Velocity Reviews > C++ > Re: static_cast question

# Re: static_cast question

Alan Sung
Guest
Posts: n/a

 08-02-2003
"Russell Hanneken" <(E-Mail Removed)> wrote in message
news:HWBWa.1531\$(E-Mail Removed) k.net...
> Aaron Anodide wrote:
> > Is there any different in the result of the following two lines of code?
> >
> > LONGLONG l;
> >
> > DWORD d = static_cast<DWORD>(l) / 30;
> >
> > DWORD d2 = static_cast<DWORD>(l/30);

>
> Possibly. For example, suppose that LONGLONG is an integer type, and
> DWORD is a floating point type. In the first case, the left operand of
> the division operation would be a floating point number, so the division
> would be floating point division. In the second case, the left operand
> of the division operation would be an integer, so the division would be
> integer division; any fractional part of the result would be
> discarded. So if l is 36, d would be initialized with 1.2, while d2
> would be initialized with 1.0.
>
> But I have no idea what DWORD and LONGLONG are in the context of
> whatever program you're looking at, so I don't really know if there's a
> difference.
>
> Regards,
>
> Russell Hanneken
> http://www.velocityreviews.com/forums/(E-Mail Removed)

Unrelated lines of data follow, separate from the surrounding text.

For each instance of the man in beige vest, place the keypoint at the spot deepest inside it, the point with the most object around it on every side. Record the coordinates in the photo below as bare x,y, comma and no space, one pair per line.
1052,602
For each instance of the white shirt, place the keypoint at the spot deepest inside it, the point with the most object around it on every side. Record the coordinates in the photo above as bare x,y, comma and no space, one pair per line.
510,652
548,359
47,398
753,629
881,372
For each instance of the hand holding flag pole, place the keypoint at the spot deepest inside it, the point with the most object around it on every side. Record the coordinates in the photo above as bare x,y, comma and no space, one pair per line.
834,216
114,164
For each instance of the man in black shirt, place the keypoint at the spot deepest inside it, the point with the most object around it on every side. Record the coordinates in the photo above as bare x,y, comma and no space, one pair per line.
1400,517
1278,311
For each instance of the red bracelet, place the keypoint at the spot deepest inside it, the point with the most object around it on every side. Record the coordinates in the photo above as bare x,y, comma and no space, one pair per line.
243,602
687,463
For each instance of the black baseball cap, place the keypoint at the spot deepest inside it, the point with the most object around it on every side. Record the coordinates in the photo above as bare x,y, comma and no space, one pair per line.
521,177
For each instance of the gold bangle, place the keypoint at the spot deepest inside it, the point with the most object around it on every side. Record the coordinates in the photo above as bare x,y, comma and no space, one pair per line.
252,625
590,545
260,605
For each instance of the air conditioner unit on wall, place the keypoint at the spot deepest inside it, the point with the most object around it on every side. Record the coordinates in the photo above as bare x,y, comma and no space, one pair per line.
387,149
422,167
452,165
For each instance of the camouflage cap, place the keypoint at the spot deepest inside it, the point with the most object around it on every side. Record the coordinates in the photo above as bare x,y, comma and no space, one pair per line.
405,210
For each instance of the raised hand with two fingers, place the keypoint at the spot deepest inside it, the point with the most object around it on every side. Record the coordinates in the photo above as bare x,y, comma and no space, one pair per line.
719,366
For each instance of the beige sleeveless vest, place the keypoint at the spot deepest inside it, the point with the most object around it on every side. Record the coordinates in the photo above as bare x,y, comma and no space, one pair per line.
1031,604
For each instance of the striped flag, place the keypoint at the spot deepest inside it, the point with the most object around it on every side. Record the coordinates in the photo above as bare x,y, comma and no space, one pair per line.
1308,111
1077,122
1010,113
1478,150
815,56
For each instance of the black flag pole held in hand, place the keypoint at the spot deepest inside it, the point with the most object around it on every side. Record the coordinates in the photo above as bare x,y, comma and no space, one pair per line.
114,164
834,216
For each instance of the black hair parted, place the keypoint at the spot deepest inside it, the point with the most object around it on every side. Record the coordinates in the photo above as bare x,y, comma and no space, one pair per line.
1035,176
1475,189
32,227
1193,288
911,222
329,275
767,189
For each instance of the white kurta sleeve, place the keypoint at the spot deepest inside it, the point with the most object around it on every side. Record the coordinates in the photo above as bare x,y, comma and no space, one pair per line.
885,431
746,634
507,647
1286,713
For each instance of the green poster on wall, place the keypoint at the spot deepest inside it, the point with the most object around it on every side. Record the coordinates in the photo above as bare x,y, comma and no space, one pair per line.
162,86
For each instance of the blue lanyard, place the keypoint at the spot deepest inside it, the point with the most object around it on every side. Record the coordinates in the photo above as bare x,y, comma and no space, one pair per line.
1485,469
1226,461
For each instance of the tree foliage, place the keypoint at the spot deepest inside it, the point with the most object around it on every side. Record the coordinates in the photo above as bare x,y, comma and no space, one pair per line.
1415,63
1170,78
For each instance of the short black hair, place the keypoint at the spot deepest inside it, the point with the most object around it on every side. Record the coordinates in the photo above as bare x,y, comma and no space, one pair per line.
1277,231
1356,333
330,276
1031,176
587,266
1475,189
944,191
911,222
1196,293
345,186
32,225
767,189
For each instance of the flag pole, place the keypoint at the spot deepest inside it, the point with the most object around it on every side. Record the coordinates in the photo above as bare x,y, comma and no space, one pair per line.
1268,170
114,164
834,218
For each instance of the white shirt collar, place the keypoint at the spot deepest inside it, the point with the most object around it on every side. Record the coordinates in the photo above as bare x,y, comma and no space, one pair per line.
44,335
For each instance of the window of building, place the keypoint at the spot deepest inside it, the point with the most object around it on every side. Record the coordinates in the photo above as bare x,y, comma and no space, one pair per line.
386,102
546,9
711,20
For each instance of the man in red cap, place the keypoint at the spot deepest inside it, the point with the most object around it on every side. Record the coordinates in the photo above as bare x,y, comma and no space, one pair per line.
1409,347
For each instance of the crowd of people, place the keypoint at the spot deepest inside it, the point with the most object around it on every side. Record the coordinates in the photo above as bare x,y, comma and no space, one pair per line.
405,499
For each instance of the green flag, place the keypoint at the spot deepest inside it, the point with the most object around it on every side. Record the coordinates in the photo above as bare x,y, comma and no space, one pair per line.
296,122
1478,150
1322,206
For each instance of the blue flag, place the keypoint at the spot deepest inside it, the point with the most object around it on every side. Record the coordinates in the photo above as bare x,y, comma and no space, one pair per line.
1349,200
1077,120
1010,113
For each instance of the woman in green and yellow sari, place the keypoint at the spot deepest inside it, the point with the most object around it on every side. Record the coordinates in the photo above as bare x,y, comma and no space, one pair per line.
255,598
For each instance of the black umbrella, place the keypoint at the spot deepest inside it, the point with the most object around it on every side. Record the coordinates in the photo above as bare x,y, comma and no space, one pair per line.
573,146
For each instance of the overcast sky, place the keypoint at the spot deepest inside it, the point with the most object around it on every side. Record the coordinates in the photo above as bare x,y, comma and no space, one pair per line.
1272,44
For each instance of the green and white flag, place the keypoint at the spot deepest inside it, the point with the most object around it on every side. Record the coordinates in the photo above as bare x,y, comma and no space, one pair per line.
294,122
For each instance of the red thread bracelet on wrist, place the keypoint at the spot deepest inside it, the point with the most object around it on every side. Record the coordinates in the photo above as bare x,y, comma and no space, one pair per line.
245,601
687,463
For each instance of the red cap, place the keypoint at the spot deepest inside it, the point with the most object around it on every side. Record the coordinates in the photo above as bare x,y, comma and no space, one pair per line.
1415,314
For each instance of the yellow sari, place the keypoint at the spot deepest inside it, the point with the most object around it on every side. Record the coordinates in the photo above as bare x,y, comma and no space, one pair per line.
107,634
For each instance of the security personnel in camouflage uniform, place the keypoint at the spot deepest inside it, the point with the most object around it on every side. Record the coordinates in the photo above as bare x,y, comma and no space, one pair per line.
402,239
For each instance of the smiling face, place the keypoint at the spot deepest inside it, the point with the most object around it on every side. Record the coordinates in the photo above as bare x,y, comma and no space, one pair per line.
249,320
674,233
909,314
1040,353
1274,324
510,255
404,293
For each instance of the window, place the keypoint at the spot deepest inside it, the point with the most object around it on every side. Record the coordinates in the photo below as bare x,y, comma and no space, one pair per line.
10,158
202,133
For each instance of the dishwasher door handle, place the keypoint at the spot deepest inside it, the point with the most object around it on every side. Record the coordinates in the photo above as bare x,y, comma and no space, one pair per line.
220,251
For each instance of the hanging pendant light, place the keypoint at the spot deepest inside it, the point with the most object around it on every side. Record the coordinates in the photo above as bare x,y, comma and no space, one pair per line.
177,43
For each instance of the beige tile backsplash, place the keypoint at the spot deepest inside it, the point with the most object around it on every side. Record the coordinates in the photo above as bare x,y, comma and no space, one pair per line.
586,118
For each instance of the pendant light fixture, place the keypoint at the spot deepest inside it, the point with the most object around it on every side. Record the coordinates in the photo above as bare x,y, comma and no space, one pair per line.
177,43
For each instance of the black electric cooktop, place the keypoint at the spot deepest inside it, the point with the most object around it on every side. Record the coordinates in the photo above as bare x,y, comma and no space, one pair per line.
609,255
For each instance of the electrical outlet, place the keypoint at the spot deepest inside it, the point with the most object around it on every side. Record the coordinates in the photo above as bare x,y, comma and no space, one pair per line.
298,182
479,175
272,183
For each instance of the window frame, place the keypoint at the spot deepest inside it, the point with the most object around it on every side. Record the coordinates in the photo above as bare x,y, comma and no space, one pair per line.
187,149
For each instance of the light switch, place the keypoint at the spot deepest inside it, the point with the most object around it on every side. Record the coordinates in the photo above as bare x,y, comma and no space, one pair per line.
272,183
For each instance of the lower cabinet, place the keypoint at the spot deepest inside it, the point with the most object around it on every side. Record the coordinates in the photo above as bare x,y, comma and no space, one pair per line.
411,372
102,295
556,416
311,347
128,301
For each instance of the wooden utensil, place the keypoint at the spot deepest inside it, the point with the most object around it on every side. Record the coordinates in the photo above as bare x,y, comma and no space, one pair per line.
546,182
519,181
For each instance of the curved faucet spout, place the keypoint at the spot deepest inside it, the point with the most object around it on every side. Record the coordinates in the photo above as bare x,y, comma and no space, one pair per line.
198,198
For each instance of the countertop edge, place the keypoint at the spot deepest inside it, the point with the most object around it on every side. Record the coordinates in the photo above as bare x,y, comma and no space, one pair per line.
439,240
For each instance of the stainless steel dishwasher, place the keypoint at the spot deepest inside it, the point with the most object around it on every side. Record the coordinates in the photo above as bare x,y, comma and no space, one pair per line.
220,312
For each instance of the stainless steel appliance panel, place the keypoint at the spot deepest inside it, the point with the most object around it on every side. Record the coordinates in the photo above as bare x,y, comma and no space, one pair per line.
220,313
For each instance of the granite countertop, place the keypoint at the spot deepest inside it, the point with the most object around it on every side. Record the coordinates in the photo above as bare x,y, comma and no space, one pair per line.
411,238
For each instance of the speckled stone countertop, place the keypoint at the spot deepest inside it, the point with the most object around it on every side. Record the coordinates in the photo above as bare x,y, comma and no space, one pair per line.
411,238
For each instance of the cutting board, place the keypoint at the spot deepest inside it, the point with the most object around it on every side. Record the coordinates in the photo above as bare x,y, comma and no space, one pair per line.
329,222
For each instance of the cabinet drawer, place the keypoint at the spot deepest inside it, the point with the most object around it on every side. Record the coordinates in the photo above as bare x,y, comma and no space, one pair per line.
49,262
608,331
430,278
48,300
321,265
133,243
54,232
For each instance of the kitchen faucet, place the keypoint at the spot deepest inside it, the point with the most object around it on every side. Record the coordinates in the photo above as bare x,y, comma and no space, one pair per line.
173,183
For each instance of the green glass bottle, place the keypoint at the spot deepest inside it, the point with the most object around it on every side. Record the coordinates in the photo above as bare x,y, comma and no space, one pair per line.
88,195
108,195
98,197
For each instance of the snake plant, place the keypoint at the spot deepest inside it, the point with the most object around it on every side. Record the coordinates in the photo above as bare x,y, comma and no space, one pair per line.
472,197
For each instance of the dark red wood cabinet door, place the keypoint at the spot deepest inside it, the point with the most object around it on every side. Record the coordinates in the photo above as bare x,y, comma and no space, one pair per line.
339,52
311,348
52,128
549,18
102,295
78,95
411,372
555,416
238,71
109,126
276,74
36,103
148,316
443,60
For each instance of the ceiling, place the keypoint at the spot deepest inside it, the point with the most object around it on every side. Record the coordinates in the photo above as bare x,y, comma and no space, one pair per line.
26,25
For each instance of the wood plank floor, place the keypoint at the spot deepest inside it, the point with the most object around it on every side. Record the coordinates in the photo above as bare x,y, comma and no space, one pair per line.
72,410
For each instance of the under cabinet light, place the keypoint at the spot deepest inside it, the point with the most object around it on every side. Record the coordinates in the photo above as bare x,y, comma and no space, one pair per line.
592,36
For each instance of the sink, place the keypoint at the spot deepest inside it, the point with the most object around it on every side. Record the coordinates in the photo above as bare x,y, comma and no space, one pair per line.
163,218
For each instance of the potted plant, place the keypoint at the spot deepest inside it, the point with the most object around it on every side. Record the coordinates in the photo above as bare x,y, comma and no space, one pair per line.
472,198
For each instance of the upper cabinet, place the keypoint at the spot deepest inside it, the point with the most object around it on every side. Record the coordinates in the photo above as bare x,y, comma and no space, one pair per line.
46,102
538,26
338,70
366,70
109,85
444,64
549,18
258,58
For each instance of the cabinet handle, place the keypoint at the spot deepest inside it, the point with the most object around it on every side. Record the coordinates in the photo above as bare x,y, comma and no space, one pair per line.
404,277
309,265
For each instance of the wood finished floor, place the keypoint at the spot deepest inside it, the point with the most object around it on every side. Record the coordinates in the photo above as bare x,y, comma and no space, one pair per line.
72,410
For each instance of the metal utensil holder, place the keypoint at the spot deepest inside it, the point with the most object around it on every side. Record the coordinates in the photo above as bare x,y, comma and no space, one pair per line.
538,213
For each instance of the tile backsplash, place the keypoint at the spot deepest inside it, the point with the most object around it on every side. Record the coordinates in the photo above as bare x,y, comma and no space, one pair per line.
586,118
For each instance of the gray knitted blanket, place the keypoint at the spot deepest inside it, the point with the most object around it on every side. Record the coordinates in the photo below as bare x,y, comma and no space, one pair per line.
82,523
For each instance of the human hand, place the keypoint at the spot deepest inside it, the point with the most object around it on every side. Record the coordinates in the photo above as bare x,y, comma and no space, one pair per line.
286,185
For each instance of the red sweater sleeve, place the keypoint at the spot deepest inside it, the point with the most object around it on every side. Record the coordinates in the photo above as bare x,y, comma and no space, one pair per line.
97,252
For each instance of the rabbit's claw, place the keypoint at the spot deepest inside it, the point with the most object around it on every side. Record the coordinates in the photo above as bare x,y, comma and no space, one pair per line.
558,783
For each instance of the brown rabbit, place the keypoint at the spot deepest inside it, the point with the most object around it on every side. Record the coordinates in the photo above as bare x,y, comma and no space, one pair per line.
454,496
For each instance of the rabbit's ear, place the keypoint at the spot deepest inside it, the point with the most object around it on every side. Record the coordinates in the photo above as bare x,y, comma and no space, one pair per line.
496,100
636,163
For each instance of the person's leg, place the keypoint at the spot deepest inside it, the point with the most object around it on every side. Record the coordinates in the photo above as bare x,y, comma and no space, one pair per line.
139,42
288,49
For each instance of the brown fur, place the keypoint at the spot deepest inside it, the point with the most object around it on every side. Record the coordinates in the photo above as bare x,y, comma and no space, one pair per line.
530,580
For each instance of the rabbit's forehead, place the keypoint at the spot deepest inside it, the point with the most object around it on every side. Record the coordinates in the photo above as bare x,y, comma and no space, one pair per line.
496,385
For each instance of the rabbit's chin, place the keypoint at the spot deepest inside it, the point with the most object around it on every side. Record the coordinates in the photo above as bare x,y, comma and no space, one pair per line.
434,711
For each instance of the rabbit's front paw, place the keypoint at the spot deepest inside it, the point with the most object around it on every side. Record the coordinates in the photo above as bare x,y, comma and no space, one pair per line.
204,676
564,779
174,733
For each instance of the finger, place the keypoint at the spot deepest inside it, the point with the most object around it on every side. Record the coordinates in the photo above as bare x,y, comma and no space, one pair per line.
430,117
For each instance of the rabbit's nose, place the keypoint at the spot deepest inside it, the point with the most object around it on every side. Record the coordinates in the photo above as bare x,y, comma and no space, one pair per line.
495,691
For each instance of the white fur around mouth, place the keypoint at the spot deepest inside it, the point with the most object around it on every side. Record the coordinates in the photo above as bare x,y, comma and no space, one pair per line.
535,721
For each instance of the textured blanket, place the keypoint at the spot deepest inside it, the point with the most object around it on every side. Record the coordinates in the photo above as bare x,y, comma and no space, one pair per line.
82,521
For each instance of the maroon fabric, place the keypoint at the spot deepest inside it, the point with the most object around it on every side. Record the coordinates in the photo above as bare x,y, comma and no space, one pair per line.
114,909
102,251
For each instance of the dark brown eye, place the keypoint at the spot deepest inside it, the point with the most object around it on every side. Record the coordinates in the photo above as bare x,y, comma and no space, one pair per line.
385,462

This is obviously coming from the Windows world.
DWORD is unsigned long (32-bit)
LONGLONG is a signed 64-bit

> DWORD d = static_cast<DWORD>(l) / 30;

Basically throw away the high-order 32-bits of "ell", do an integer divide
by 30 (32-bit)

> DWORD d2 = static_cast<DWORD>(l/30);

Promote the constant 30 to a 64-bit value, do an integer divide of "ell" by
this, then throw away the high-order 32-bits. Might be clearer if you wrote
(on Windows with a 64-bit compiler):

DWORD d2 = static_cast<DWORD>(l/30Ui64);

Definitely different results for large values of "ell". ("ell"/30) may fit
into 32-bits, but "ell" may not.

-al sung
Rapid Realm Technology, Inc.
Hopkinton, MA